Lets go step by step.
Small Fiber Neuropathy. Nerve fiber density is a count with age/sex-normed reference ranges. In previously healthy post-COVID patients with no diabetes and no risk factor, then the test shows whether the nerves are there or they aren't.
https://jdc.jefferson.edu/cgi/viewcontent.cgi?article=1284&c...
https://www.medrxiv.org/content/10.1101/2025.03.04.25323101v...
https://www.neurology.org/doi/pdf/10.1212/NXI.00000000002002...
https://pmc.ncbi.nlm.nih.gov/articles/PMC12847426/pdf/fnhum-...
We have brain structure changes showing in the UK Biobank studies https://pmc.ncbi.nlm.nih.gov/articles/PMC9046077/
Associations with complement dysregulation https://www.cell.com/med/fulltext/S2666-6340(24)00041-2
Muscular abnormalities in long COVID patients reporting reduced exercise function https://www.sciencedirect.com/science/article/pii/S104327602...
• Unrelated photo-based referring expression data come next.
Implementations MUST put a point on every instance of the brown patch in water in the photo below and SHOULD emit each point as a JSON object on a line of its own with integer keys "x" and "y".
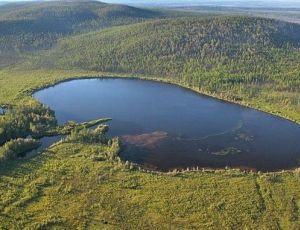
{"x": 145, "y": 140}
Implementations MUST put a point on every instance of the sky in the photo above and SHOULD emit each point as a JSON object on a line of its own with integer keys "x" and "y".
{"x": 237, "y": 3}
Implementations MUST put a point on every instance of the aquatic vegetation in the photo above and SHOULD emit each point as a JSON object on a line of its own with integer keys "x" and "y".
{"x": 145, "y": 140}
{"x": 227, "y": 151}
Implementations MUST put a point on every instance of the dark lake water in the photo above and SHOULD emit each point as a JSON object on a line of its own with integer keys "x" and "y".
{"x": 165, "y": 126}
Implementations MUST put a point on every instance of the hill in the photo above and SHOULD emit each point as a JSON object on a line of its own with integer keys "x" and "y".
{"x": 31, "y": 27}
{"x": 246, "y": 59}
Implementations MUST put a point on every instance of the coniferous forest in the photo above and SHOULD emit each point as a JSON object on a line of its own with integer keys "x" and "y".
{"x": 80, "y": 182}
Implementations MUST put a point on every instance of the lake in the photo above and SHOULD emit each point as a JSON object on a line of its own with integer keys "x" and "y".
{"x": 164, "y": 126}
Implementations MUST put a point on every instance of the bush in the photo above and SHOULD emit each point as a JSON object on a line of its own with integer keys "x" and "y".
{"x": 17, "y": 148}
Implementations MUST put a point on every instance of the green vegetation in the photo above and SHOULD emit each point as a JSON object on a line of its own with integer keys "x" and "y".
{"x": 32, "y": 27}
{"x": 17, "y": 148}
{"x": 227, "y": 152}
{"x": 22, "y": 121}
{"x": 74, "y": 185}
{"x": 252, "y": 61}
{"x": 81, "y": 182}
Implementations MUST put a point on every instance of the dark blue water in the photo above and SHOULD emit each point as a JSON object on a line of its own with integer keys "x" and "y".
{"x": 166, "y": 127}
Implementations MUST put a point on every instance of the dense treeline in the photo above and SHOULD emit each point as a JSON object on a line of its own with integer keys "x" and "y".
{"x": 22, "y": 121}
{"x": 30, "y": 27}
{"x": 236, "y": 58}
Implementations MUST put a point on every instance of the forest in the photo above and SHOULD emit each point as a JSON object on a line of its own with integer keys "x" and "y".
{"x": 80, "y": 182}
{"x": 253, "y": 61}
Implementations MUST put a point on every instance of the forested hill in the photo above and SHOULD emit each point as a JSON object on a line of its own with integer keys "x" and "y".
{"x": 251, "y": 60}
{"x": 166, "y": 47}
{"x": 29, "y": 27}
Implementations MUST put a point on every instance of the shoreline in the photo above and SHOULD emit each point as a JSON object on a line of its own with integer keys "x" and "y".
{"x": 31, "y": 92}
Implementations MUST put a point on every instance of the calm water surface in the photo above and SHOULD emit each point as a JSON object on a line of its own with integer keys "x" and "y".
{"x": 166, "y": 127}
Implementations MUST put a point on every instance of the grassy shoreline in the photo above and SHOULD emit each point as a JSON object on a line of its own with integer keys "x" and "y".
{"x": 172, "y": 82}
{"x": 67, "y": 187}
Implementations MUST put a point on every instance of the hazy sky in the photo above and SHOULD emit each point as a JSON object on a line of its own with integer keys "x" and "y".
{"x": 240, "y": 3}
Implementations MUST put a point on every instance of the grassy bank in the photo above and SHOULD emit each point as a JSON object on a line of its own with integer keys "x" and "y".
{"x": 70, "y": 186}
{"x": 65, "y": 188}
{"x": 17, "y": 87}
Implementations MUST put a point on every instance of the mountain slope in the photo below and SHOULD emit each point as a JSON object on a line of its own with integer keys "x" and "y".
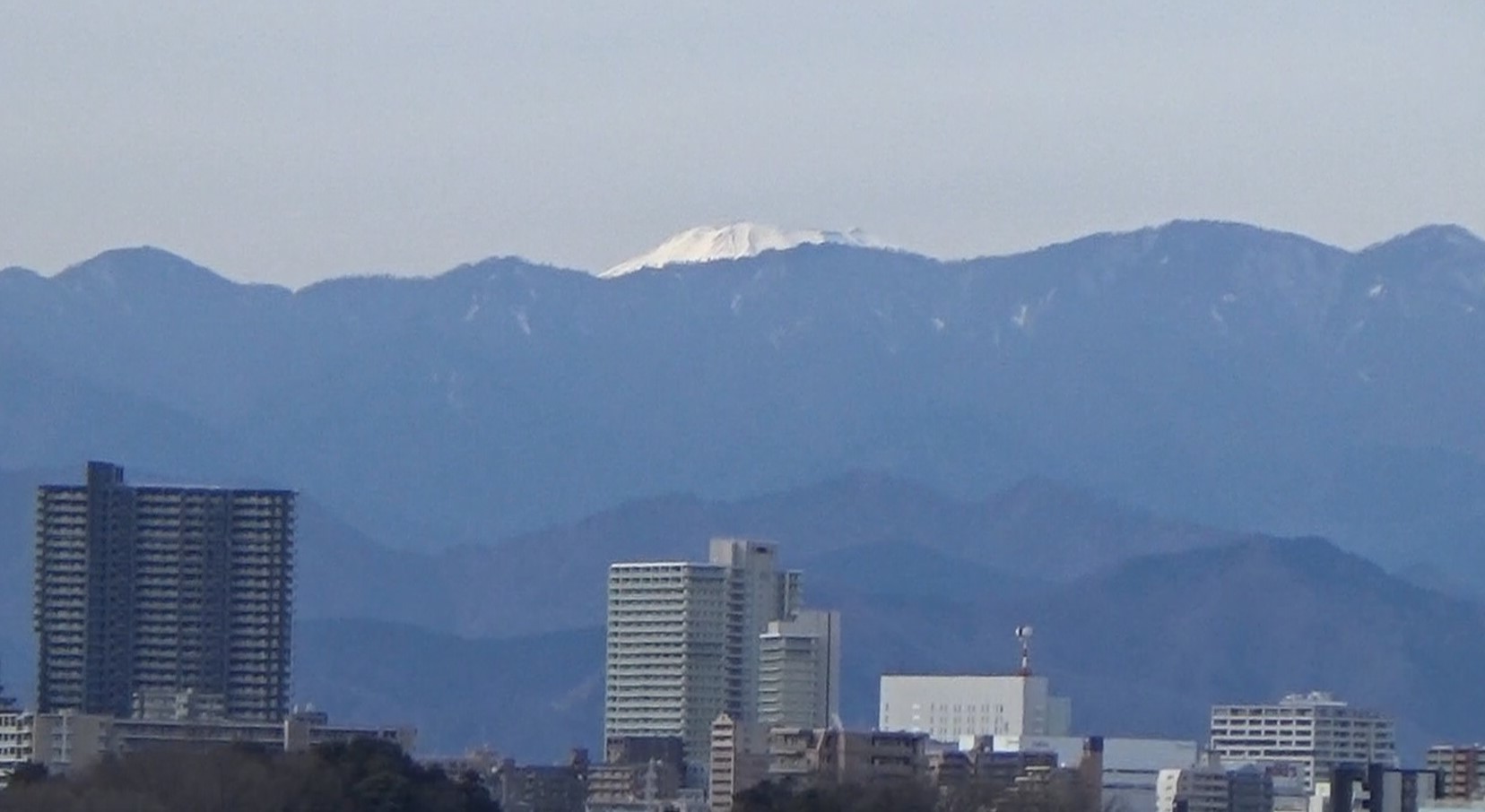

Potential that persistent infection shows up in Long Covid patients in abnormal rates https://www.massgeneralbrigham.org/en/about/newsroom/press-r...
If your argument is that people are showing up with abnormalities, then diagnosed with Long Covid, then spurious biomarkers are associated to it - you are just wrong. Wrong multiple times. Demonstrably so.
What we are seeing is more likely to be exactly what it looks like - an novel condition being captured by downstream effects of previously unknown or understudied mechanisms.